Gaussian process regression with varying output noise#
This notebook shows how to construct a Gaussian process model where different noise is assumed for different data points. The model is:
\begin{align} f(\cdot) &\sim \mathcal{GP}\big(0, k(\cdot, \cdot)\big) \\ y_i | f, x_i &\sim \mathcal N\big(y_i; f(x_i), \sigma^2_i\big) \end{align}
We’ll demonstrate three methods for specifying the data-point specific noise: * First we’ll show how to fit the noise variance to a simple function. * In the second demonstration we’ll assume that the data comes from two different groups and show how to learn separate noise variance for the groups. * Third we’ll assume you have multiple samples at each location \(x\) and show how to use the empirical variance.
[1]:
import os
import warnings
warnings.simplefilter("ignore")
os.environ["TF_CPP_MIN_LOG_LEVEL"] = "3"
[2]:
from typing import Optional, Tuple
import matplotlib.pyplot as plt
import numpy as np
import tensorflow as tf
import gpflow as gf
from gpflow.ci_utils import reduce_in_tests
from gpflow.experimental.check_shapes import inherit_check_shapes
from gpflow.utilities import print_summary
%matplotlib inline
gf.config.set_default_summary_fmt("notebook")
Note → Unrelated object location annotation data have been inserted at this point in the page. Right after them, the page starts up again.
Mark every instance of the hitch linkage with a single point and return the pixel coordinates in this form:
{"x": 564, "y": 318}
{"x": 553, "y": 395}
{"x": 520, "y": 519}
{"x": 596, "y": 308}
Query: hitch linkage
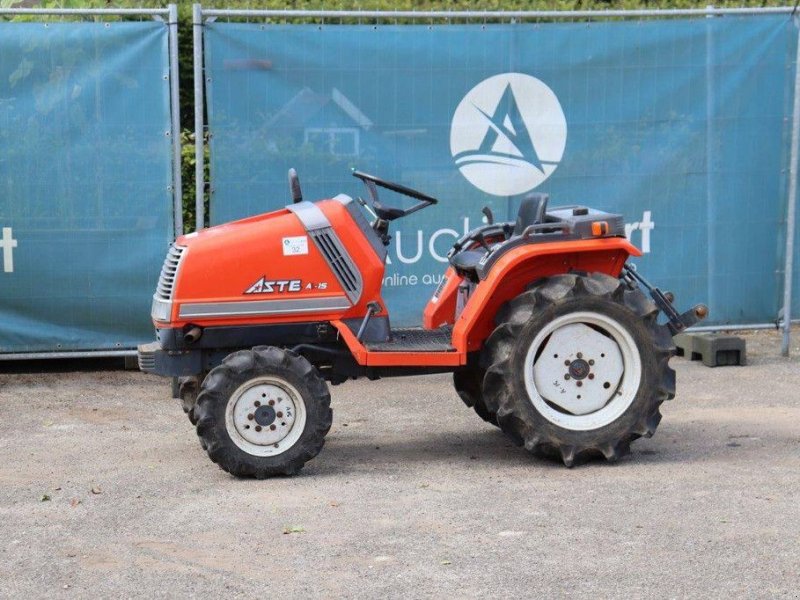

optimizer_config = dict(maxiter=reduce_in_tests(1000))
n_data = reduce_in_tests(300)
X_plot = np.linspace(0.0, 1.0, reduce_in_tests(101))[:, None]
To help us later we’ll first define a small function for plotting data with predictions:
[3]:
def plot_distribution(
X: gf.base.AnyNDArray,
Y: gf.base.AnyNDArray,
X_plot: Optional[gf.base.AnyNDArray] = None,
mean_plot: Optional[gf.base.AnyNDArray] = None,
var_plot: Optional[gf.base.AnyNDArray] = None,
X_err: Optional[gf.base.AnyNDArray] = None,
mean_err: Optional[gf.base.AnyNDArray] = None,
var_err: Optional[gf.base.AnyNDArray] = None,
) -> None:
plt.figure(figsize=(15, 5))
X = X.squeeze(axis=-1)
Y = Y.squeeze(axis=-1)
plt.scatter(X, Y, color="gray", alpha=0.8)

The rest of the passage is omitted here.